The Panel in this proceeding adopts this rationale. The Njalla privacy service may decide for itself whether there are “legal merits to any formal government requests”, but in the end its parent company remains responsible for the domain names that it owns. The Panel may infer bad faith where this Respondent fails to respond to trademark and UDRP claims, evincing a disregard of the rights of others. Those rights are not limited, after all, to “health and safety” concerns. Trademark infringement, phishing personal information, fraud, and financial scams, for example, are clearly within the scope of the Policy’s conception of bad faith. See WIPO Overview 3.0, section 3.4 (citing cases involving various bad-faith uses in addition to trademark abuse).

The evidence on this record is that the Domain Names have been exploiting an internationally well-established financial services trademark for a website evidently designed to scam potential investors by impersonating one of the Complainant’s affiliates, down to the detail of its UK FCA registration number. This demonstrates prior knowledge of the Complainant and its mark and bad faith intent to trade illicitly on the mark. Another WIPO panel similarly found bad faith where a respondent’s imitative website also appeared to be “cloning” this same Complainant’s business in Brookfield Office Properties Inc. v. Domain Administrator, PrivacyGuardian.org / Sazuke Yoshimura, Global Connector, WIPO Case No. D2020-2412. There, as here, the record included “warnings issued to the public of the use of the website to which the disputed domain name resolves for fraudulent purposes”.

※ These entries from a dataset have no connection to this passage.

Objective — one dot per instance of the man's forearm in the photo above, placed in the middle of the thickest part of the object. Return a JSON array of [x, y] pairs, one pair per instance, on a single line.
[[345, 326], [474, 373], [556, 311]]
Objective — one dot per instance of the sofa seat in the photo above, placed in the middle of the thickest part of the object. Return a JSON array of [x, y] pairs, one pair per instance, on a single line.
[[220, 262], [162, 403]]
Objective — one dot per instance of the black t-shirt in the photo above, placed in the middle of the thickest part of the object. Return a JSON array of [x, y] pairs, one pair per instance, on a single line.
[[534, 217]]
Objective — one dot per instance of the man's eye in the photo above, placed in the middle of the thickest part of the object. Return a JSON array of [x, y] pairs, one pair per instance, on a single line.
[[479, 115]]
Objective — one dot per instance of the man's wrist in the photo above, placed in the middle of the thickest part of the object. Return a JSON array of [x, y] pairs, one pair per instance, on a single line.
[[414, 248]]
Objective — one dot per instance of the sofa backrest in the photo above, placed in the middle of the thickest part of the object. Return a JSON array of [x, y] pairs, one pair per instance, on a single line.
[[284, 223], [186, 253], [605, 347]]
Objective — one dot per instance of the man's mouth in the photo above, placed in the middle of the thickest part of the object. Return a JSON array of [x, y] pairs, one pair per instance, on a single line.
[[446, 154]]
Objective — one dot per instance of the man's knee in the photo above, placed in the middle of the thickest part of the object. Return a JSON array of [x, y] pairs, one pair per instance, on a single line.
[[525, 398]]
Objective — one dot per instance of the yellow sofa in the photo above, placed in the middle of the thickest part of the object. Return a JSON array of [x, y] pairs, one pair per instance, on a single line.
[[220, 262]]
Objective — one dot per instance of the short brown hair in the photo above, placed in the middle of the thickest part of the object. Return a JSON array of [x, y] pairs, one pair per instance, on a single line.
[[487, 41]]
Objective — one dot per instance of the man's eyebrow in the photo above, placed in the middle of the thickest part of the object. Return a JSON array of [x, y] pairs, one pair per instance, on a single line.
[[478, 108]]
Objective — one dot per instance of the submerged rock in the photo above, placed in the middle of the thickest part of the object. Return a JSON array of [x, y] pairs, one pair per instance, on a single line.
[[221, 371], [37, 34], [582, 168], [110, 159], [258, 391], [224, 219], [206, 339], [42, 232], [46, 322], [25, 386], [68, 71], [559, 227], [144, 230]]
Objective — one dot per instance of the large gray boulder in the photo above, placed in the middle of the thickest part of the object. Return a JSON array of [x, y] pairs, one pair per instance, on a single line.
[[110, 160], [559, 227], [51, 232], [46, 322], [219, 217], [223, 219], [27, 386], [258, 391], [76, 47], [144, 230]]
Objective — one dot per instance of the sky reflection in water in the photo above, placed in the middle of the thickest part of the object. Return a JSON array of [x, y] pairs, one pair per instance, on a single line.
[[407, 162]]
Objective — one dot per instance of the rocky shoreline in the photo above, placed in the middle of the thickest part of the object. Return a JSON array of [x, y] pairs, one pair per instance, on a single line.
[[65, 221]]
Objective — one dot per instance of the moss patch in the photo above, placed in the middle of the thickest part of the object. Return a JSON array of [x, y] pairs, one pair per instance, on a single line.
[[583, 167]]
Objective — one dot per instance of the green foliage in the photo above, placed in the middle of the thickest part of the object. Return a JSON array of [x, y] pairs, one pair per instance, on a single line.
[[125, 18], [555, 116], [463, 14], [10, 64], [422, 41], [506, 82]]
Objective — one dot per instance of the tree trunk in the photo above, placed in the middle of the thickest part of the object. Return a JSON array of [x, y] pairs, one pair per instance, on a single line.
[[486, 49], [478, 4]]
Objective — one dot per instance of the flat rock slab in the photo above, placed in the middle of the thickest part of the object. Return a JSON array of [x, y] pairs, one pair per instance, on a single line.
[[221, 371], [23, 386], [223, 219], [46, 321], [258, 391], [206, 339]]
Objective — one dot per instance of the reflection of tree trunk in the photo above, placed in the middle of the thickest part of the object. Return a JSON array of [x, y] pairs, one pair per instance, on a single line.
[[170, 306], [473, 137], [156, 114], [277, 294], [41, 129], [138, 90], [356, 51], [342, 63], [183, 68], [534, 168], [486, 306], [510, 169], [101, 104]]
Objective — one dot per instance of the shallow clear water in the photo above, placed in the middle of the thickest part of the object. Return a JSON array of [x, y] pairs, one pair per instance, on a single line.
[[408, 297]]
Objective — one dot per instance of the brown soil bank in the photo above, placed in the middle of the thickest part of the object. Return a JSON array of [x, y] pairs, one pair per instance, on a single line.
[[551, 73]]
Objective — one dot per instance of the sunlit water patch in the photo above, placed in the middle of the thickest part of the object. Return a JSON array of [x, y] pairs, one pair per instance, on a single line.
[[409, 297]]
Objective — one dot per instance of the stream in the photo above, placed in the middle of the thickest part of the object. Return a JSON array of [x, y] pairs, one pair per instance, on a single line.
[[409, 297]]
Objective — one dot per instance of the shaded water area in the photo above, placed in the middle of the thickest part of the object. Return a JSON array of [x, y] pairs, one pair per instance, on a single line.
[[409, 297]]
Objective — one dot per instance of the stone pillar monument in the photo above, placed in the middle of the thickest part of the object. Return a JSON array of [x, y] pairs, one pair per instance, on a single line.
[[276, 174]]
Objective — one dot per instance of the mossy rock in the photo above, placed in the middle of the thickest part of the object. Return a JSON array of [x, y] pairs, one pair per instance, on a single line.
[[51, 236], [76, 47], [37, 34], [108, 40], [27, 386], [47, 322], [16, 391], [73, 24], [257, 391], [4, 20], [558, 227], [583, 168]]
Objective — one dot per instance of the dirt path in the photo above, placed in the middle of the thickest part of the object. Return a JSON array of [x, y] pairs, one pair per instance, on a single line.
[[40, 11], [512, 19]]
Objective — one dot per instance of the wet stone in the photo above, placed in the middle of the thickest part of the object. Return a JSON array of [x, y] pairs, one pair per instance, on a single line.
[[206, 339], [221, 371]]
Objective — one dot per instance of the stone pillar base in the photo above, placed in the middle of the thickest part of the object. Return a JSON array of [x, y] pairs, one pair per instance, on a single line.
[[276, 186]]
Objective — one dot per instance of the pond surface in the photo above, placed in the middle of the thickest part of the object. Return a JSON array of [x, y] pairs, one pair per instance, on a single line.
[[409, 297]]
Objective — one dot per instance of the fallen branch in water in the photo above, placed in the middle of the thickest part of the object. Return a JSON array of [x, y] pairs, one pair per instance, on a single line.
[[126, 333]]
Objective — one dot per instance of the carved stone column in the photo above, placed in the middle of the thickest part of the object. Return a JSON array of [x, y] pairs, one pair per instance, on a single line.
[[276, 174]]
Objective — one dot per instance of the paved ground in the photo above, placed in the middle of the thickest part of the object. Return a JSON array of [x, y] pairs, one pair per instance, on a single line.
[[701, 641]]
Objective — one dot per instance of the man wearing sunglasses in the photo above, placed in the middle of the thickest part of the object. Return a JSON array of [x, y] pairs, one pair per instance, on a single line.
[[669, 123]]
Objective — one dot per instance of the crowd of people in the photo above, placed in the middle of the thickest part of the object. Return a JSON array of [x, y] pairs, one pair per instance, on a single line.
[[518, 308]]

The Panel finds that this conduct reflects bad faith in the registration and use of the Domain Names. The Panel finds in addition that the Respondent privacy service may be held accountable for such conduct under the registration agreement and concludes, therefore, that the third element of the Policy has been established.

7. Decision

For the foregoing reasons, in accordance with paragraphs 4(i) of the Policy and 15 of the Rules, the Panel orders that the Domain Names, <bifplc.com> and <brookfieldinvestmentfundsplc.co>, be transferred to the Complainant.